Cancelable Biometric Systems from Research to Reality


Biometric systems have become the most convenient and useful means of providing secure access and authentication. The evolution in the artificial intelligence and Internet of Things (IoT) has inflicted the biometric authentication technology to become an integral part of common mans’ life where he is able to imply controlled access over anything and everything ranging from mobile phone to bank locker all with the help of single touch. As this technology is soon gaining the status of ‘implied security’ with various commercial products and solutions entering the market, biometrics are soon becoming a kind of definitive identity credentials. It therefore becomes imperative to analyse the security loopholes and privacy concerns that come along with its widespread usage. Like any other system, biometric systems are also prone to attacks at various levels where an intruder is able to gain illegitimate access [1]. The implications arising from the loss of a biometric identity are more serious and far fetching as compared to the loss of a PIN/password [2]. Biometric identity once comprised cannot be used to safeguard another application. Storage of biometric information over centralised platform (server/cloud) makes them most vulnerable to hacking and other malicious activities. Covert tracing and tracking of individuals by cross-matching their biometric database is another privacy invading issue. The effect of biometric loss at some common and less secure application may affect its usability at some other security critical application.

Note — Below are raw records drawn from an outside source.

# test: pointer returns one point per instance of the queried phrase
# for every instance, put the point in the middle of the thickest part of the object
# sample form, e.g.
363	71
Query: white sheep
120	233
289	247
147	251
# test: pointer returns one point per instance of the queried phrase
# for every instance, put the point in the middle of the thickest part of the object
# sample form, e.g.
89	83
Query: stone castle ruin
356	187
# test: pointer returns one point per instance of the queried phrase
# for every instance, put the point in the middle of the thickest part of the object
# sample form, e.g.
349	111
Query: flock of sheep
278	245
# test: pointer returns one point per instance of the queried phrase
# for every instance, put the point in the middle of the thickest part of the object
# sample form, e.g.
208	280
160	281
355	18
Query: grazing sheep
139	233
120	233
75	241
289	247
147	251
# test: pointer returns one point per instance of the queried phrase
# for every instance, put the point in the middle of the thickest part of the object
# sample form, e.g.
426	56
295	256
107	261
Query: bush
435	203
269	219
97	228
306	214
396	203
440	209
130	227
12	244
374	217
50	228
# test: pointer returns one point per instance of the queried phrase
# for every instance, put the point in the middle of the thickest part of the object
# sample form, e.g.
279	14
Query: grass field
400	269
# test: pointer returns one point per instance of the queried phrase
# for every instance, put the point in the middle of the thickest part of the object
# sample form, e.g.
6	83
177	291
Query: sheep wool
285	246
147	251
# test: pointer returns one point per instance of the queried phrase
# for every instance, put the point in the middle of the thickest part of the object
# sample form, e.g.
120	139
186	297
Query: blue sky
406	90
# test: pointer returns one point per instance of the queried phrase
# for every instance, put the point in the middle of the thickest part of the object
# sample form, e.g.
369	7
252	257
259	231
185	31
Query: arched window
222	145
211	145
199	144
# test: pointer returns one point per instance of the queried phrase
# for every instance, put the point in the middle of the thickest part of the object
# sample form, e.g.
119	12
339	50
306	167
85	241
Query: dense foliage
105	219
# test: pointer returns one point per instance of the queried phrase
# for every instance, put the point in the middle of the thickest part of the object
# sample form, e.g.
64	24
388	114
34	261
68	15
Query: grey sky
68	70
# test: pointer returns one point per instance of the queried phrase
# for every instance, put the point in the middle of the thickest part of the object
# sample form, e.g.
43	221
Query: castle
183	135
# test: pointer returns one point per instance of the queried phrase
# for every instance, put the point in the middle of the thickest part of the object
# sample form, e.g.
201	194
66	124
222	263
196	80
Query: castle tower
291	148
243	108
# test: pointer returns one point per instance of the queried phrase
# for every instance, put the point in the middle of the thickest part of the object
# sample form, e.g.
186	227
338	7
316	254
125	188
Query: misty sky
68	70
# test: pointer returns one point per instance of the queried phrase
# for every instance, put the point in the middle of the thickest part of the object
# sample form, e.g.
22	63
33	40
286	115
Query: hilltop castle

Biometric template protection suggests use of some auxiliary/helper data to transform the reference biometric into a new format to curb unintended use of biometric templates. At the same time, these transformed templates must not compromise the ability to identify/verify individuals, maintain discriminability as well as inter-user variability, and address various attack scenarios. Among biometric template protection techniques proposed in this regard, the most popular ones being, Biometric Cryptosystems (1996-1998) [3,4], Fuzzy Commitment and Fuzzy Vaults (1998-2004) [5,6], and Cancelable Biometrics (2001) [2]. While all the other techniques successfully imparted template protection, cancelable biometrics also imparted biometric templates with revocability, i.e., the ability to be cancelled and revoked like passwords. Apart from template protection, the concept of cancelable biometrics provides a useful mechanism of enhancing biometric data privacy. In biometrics, privacy refers to an individual’s personal control over the collection, use, and disclosure of recorded information about them, as well as an organisation’s responsibility for data protection and safeguarding of personally identifiable information in its custody or control. By enforcing use of only pseudo-biometric identity (PI) during authentication, cancelable biometrics prevents any unintended use, cross-matching, or learning any important personal information linked with a biometric template of a user such as gender, ethnicity, race, or medical information. Moreover, it links the template generation process with a user-specific token which adds as an extra security factor and provides more user control over the collection and use of his personal information. In spite of these very inspiring features which allow one to conveniently regenerate a new biometric template and enhance privacy and security, the technology has still not come into potential usage among masses. There has been tremendous research in this regard ever since 2001 to shape the design paradigms and address template protection requirements of the cancelable biometric system, yet its public interaction is still awaited.

This work aims to provide a situation awareness and preparedness for biometrics and deep learning application which are gaining significant public outreach in almost all applications requiring authentication [7]. This extension to smart technologies and applications expects to impact numerous other applications in near future. Section 7.2 presents an overview of the concept of biometric privacy offered by the cancelable biometric system. Various schemes proposed in the cancelable biometric domain are mentioned here. Recent advances of deep neural networks (DNN) in biometrics and biometric template protection are discussed in Section 7.3 with research alignments of DNN and cancelable biometrics followed by reporting of experimental outcomes of the discussed techniques in Section 7.4. Section 7.5 systematically outlines the implementation challenges for cancelable systems that prevent its practical usage in real life. Some design issues can be addressed if these two technologies can be merged for a greater experience, as concluded in Section 7.6.